Freud: we have no memories from our childhood, only memories that pertain to our childhood. Is a story merely a memory of a memory? How can a memory, which is grounded in an image (e.g., a light blue Rambler) and which rings so true to me, be false? If this is false, then what is true? And why does this matter?


It’s difficult to separate what happened from what seemed to happen.


Did this happen?
….Did this happen in this way?
….The answer to that, if you’re a grown-up, is “Not necessarily.”


Memory loves to go hunting in the dark


Nonfiction writers imagine. Fiction writers invent. These are fundamentally different acts, performed to different ends. Unlike a fiction reader, whose only task is to imagine, a nonfiction reader is asked to behave more deeply: to imagine, and also to believe. Fiction doesn’t require its readers to believe; in fact, it offers its readers the great freedom of experience without belief—something real life can’t do. Fiction gives us a rhetorical question: “What if this happened?” (The best) nonfiction gives us a statement, something more complex: “This may have happened.”


The essay consists of double translation: memory translates experience; essay translates memory.


For example, in Proust, who is to me at base an essayist, nothing ever happens. The only obstacles are that someone might rebuff someone else or someone might get sick or grow old, and even these are usually hypothetical obstacles. People get educations, travel, buy paintings, go on diplomatic missions, but the events are for the most part meetings between various people (or simply sightings of one person by another, sometimes thanks to a stroll or a ride in a carriage) and what these meetings bring out, on a psychological level, about life itself. How can a work be considered fiction when there’s no plot? Philosophy, perhaps, or criticism, but not fiction.


Carpenters restore old homes to their architectural and design period, not knowing the original color of the walls. If restoring a home is like writing a nonficiton narrative, and if choosing the paint for one wall is like imagining one moment in the larger story, shouldn’t we acknowledge that the house and its walls were in fact never one particular way? On a single wall, sometimes wallpaper hung, sometimes paintings stared, sometimes children penned their names, sometimes flies sat, sometimes dust settled, sometimes sunlight blazed, sometimes fingerprints shimmered.
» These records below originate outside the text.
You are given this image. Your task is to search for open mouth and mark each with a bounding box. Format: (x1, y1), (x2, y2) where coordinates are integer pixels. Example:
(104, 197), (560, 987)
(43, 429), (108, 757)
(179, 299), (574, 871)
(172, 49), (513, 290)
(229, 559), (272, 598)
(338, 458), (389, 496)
The lost story the carpenter tries to restore isn’t one particular story, but a pool of possible tales, with different perspectives from different characters, told at different times for different reasons. The nonfiction writer who works to revive a lost scene adds one similar story to the collection of stories that ever existed for that moment. The entire platform of my imagination—my purpose, my hope, my intent—is different from that of a fiction writer’s. I don’t seek to tell the best story. I seek to tell a story that once was. I seek to fill a place that once had meaning with meaning again.